Compressed Spreadsheets
-----------------------
Compressed Spreadsheets is a simple Python library for reading & writing to `gzip`
compressed CSV files using a similar API as the builtin `csv.DictReader` and `csv.DictWriter`.
# Priorities
* Simplicity
* Speed
* Ergonomics
* Compatibility with the API of `DictReader` and `DictWriter` (though not
the file format)
# Caveats
This code assumes that each row has to correct number of elements, in order to avoid
imposing checks on each row.
The goal of the implementation is to be reasonably fast with a simple implementation.
The CSVs it generates won't be compatible with any other library, because of the (simple, easy)

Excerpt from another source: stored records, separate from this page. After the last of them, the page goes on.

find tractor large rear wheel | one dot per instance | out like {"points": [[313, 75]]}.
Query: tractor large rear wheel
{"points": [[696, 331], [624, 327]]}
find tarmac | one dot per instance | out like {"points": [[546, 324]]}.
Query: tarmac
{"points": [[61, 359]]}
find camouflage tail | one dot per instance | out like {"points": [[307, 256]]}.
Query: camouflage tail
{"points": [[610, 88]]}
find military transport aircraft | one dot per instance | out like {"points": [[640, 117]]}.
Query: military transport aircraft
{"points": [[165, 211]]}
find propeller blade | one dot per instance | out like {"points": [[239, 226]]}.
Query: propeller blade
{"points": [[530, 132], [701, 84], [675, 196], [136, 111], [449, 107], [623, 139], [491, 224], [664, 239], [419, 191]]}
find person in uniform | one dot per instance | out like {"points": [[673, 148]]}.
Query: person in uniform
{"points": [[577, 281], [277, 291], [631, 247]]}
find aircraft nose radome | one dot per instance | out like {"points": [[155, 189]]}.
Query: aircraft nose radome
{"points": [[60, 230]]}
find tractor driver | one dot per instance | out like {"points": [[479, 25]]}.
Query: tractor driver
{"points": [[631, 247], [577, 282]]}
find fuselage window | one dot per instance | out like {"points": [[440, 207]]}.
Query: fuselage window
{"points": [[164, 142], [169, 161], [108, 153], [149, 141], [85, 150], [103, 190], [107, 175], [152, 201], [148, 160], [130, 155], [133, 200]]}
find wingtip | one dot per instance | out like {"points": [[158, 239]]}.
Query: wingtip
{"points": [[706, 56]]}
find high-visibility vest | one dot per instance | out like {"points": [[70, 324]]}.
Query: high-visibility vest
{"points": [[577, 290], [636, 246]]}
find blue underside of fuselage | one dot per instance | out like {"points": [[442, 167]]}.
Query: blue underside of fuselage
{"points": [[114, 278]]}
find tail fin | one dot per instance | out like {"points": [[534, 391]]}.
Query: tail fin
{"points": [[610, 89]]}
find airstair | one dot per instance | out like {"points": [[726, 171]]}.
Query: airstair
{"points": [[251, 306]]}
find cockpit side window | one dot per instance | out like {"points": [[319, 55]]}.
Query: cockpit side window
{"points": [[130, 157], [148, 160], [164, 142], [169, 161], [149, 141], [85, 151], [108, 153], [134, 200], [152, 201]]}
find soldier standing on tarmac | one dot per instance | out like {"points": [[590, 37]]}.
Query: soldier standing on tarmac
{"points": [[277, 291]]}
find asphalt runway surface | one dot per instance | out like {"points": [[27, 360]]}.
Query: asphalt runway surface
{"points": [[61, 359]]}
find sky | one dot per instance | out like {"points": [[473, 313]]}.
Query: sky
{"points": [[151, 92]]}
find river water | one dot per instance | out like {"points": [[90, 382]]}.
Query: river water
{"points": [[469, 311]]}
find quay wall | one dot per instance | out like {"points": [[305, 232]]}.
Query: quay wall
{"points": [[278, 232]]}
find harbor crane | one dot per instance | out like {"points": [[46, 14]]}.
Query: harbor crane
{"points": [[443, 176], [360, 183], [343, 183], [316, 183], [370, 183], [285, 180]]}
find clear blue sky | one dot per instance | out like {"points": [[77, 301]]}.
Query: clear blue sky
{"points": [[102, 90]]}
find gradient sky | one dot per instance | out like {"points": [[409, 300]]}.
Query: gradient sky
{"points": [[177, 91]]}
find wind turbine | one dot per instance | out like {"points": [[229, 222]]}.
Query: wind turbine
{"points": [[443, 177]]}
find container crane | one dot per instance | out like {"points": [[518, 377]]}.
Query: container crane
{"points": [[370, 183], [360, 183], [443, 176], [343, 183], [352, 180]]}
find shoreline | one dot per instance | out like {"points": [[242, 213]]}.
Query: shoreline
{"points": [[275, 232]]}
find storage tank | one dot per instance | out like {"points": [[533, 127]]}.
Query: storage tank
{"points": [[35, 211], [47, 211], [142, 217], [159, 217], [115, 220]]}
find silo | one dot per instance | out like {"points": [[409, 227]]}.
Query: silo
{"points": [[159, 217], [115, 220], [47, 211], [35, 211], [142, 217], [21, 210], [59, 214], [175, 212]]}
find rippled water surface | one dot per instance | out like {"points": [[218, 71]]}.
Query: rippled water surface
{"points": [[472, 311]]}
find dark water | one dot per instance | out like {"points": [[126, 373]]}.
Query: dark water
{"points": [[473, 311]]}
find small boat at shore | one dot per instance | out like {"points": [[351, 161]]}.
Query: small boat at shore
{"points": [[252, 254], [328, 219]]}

way special characters are escaped.
If we were to use `StringIO` to create a buffer that a real `DictWriter` instance
would write to, and then shuffle this into the compressed file, then we'd have
compatiblity without sacrificing simplicity; however, speed was more important
than compatiblity for my purposes, so I opted for this implementation.
The library does not behave well on sheets with 0 columns.
# Installation
## From GitHub
Simply download the project and place `compressed_spreadsheets.py` into your
project directory; it has no external requirements.
## From PyPI
`pip install compressed-spreadsheets`
# Examples
These examples enumerate common use cases. See the docstrings for full documentation.
## Writing to a spreadsheet
```
sheet = CompressedDictWriter.open("my_sheet.csv.gz", ("Column A", "Column B"))
sheet.writeheader()
sheet.writerow({"Column A": "Value 1", "Column B": "Value 2"})
sheet.writerows((
{"Column A": "foo", "Column B": "bar"},
{"Column A": "baz", "Column B": "snafu"}
))
sheet.close()
```
## Reading from a spreadsheet
Calling `CompressedDictReader.open(filename)` returns an object we can iterate over
to retrieve our rows.
```
sheet = CompressedDictReader.open("my_sheet.csv.gz")
# If the optional fieldnames argument is omitted, it is assumed the first line is a header row
next(sheet) # {"Column A": "Value 1", "Column B": "Value 2"}
for row in sheet:
process(row)
```
## Specifying types for fields
The `fieldtypes` argument allows you to automatically convert values into their proper types.
```
write_sheet = CompressedDictWriter.open("my_numbers_sheet.csv.gz", fieldnames=("Column A", "Column B"))
write_sheet.writeheader()
write_sheet.writerow({"Column A": 10, "Column B": 5.1})
write_sheet.close()
read_sheet = CompressedDictReader.open("my_numbers_sheet.csv.gz", fieldtypes={"Column A": int, "Column B": float})
next(read_sheet) # {"Column A": 10, "Column B": 5.1})
```
## Context managers
Both `CompressedDictReader` and `CompressedDictWriter` can be used as context
managers. This will ensure the file is closed properly.
```
with CompressedDictWriter.open("my_sheet.csv.gz") as sheet:
for row in data:
sheet.writerow(row)
```
# Contributing
I'm open to contributions, and especially open to bug reports. Please open an
issue for any bugs, and please include unit tests & docstrings for any pull requests.
Use `pip -r development.txt` to install the testing dependencies. Run tests with
`pytest`. If you've made a very significant change or you'd like to hear for computer
fan, you can use `pytest --hypothesis-profile hammer` to generate 1000 testcases
for each test.
# License
Compressed Spreadsheets is distributed under the MIT license. See
LICENSE.txt for the full terms of the license.